Cosa fare il 25 aprile 2023 ai Castelli Romani, da Nemi a Castel Gandolfo 

Vivete a Roma e non avete tanta voglia di spostarvi e fare molti chilometri? Bene, anche attorno alla Capitale non mancano i borghi, tra cultura e tradizioni. Che ne dite di una bella gita fuori porta ai Castelli Romani? Da Nemi, che si trova al secondo dei Colli Albani ed è nota per la coltivazione delle fragole e la sagra che si svolge ogni anno la prima domenica di giugno, a Castel Gandolfo, che resta uno dei borghi più belli a pochi passi da Roma: è situato ai Castelli Romani, pochi chilometri oltre il Grande Raccordo Anulare. Questo incantevole paese si trova sulla cima di una collina con vista sul lago di Albano ed è famoso per essere la residenza estiva del Papa. Il centro storico di Castel Gandolfo è caratterizzato da strette stradine lastricate, portici e bellissime piazze. Tra le attrazioni principali della città ci sono il Palazzo Pontificio, la Chiesa di San Tommaso di Villanova e il Museo delle Gallerie Pontificie.
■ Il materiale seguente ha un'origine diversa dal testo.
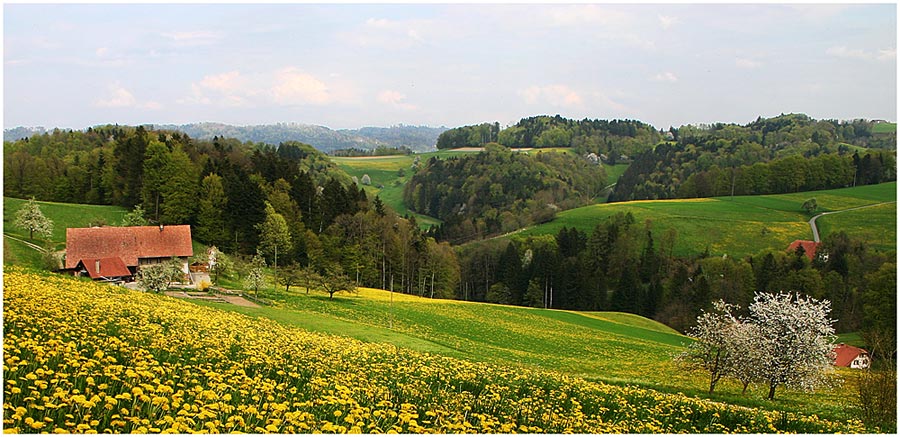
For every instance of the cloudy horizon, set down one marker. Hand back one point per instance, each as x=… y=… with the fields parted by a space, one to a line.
x=349 y=66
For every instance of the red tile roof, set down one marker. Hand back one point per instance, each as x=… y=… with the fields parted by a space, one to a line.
x=128 y=243
x=809 y=247
x=845 y=354
x=111 y=267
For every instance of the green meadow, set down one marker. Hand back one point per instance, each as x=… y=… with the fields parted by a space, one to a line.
x=746 y=225
x=883 y=128
x=615 y=348
x=387 y=182
x=63 y=215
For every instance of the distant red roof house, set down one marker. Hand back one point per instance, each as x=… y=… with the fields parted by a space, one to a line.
x=809 y=247
x=851 y=356
x=112 y=268
x=134 y=246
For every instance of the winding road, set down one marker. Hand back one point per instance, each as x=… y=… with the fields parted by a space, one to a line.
x=812 y=221
x=27 y=243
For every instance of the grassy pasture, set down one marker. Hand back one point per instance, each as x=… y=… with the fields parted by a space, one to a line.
x=746 y=225
x=383 y=170
x=222 y=372
x=614 y=348
x=883 y=128
x=63 y=215
x=614 y=172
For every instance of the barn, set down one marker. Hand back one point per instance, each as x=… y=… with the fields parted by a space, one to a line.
x=851 y=356
x=107 y=253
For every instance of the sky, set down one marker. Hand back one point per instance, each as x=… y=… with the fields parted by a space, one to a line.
x=349 y=66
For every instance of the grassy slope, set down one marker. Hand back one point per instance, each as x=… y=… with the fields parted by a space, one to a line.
x=882 y=128
x=63 y=215
x=748 y=224
x=610 y=347
x=383 y=170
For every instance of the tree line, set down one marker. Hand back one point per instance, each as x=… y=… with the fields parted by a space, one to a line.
x=500 y=190
x=626 y=266
x=788 y=153
x=612 y=138
x=288 y=201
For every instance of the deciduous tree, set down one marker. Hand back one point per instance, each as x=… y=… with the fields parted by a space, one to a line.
x=795 y=339
x=30 y=217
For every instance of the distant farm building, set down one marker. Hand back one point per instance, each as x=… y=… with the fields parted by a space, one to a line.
x=117 y=253
x=851 y=356
x=809 y=248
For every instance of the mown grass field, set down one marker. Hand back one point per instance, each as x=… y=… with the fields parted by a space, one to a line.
x=386 y=180
x=388 y=184
x=882 y=128
x=747 y=225
x=83 y=357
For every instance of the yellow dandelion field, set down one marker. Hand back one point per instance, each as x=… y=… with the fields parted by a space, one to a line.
x=82 y=357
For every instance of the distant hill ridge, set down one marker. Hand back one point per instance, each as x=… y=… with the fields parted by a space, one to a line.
x=417 y=138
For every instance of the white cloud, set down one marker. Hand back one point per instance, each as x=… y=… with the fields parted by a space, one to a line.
x=667 y=21
x=118 y=97
x=747 y=63
x=880 y=55
x=293 y=86
x=554 y=95
x=571 y=15
x=152 y=105
x=228 y=89
x=666 y=76
x=395 y=99
x=397 y=34
x=192 y=38
x=225 y=82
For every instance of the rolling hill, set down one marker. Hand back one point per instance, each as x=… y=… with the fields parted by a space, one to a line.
x=746 y=225
x=273 y=376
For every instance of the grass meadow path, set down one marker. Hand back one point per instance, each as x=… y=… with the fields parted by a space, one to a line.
x=812 y=221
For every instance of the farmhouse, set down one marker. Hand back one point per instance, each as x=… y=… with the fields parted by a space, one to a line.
x=809 y=247
x=117 y=253
x=851 y=356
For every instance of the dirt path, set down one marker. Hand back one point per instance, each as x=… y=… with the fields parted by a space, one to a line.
x=812 y=221
x=220 y=298
x=29 y=244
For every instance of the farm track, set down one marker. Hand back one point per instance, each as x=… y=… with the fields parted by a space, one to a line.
x=27 y=243
x=812 y=221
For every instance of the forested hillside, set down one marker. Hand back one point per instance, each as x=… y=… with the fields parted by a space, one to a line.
x=602 y=137
x=785 y=154
x=230 y=192
x=622 y=265
x=499 y=190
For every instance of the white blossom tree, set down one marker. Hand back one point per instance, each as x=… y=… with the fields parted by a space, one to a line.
x=713 y=348
x=30 y=217
x=747 y=364
x=795 y=341
x=255 y=277
x=155 y=277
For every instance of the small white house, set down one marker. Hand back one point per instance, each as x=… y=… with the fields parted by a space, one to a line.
x=851 y=356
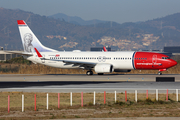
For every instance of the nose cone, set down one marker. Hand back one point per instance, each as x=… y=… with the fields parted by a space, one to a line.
x=173 y=62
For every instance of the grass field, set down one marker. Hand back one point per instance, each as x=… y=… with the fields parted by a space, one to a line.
x=143 y=108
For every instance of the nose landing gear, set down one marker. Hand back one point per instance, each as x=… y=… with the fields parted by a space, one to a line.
x=89 y=72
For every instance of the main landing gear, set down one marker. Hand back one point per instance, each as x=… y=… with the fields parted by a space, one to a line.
x=159 y=73
x=89 y=72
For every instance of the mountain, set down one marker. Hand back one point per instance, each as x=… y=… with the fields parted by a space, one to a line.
x=62 y=35
x=75 y=20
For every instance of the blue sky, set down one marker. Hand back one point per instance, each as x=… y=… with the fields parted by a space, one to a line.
x=111 y=10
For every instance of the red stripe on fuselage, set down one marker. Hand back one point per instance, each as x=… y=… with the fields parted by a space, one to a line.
x=150 y=60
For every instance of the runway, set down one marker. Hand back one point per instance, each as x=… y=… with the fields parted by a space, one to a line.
x=83 y=83
x=83 y=77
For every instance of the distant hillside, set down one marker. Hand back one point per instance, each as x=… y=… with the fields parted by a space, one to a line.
x=62 y=35
x=75 y=20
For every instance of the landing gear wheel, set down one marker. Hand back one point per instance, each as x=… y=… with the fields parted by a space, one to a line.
x=89 y=73
x=100 y=73
x=159 y=73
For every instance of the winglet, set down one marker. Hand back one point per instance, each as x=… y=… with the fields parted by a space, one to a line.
x=21 y=22
x=39 y=55
x=104 y=48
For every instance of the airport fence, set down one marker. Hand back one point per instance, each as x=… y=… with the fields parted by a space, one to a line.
x=34 y=101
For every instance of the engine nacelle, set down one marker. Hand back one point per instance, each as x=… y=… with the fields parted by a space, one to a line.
x=103 y=68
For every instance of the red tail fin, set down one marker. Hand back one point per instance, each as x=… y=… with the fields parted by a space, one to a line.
x=39 y=55
x=104 y=48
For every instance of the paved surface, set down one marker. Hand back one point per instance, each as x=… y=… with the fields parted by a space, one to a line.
x=129 y=118
x=79 y=83
x=83 y=77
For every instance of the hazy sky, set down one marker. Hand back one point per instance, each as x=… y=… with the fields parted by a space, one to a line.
x=111 y=10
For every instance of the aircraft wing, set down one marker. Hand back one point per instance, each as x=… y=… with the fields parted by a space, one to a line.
x=19 y=53
x=86 y=65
Difficile riassumere le bellezze della Regione Lazio: in ogni angolo, in ogni vicolo si respira arte, storia e tradizione. Basterà solo scegliere cosa fare e dove andare perché le alternative sono tante: da un semplice pranzo al mare a una scampagnata con gli amici in una delle tante aree verdi sparse sul territorio. Fino ai borghi, che sono davvero tantissimi. E ognuno merita, almeno una volta, una visita. Perché a volte non serve andare troppo lontano: la bellezza è negli occhi di chi guarda, diceva Goethe. E gli occhi nella Regione Lazio si possono riempire di bellezza.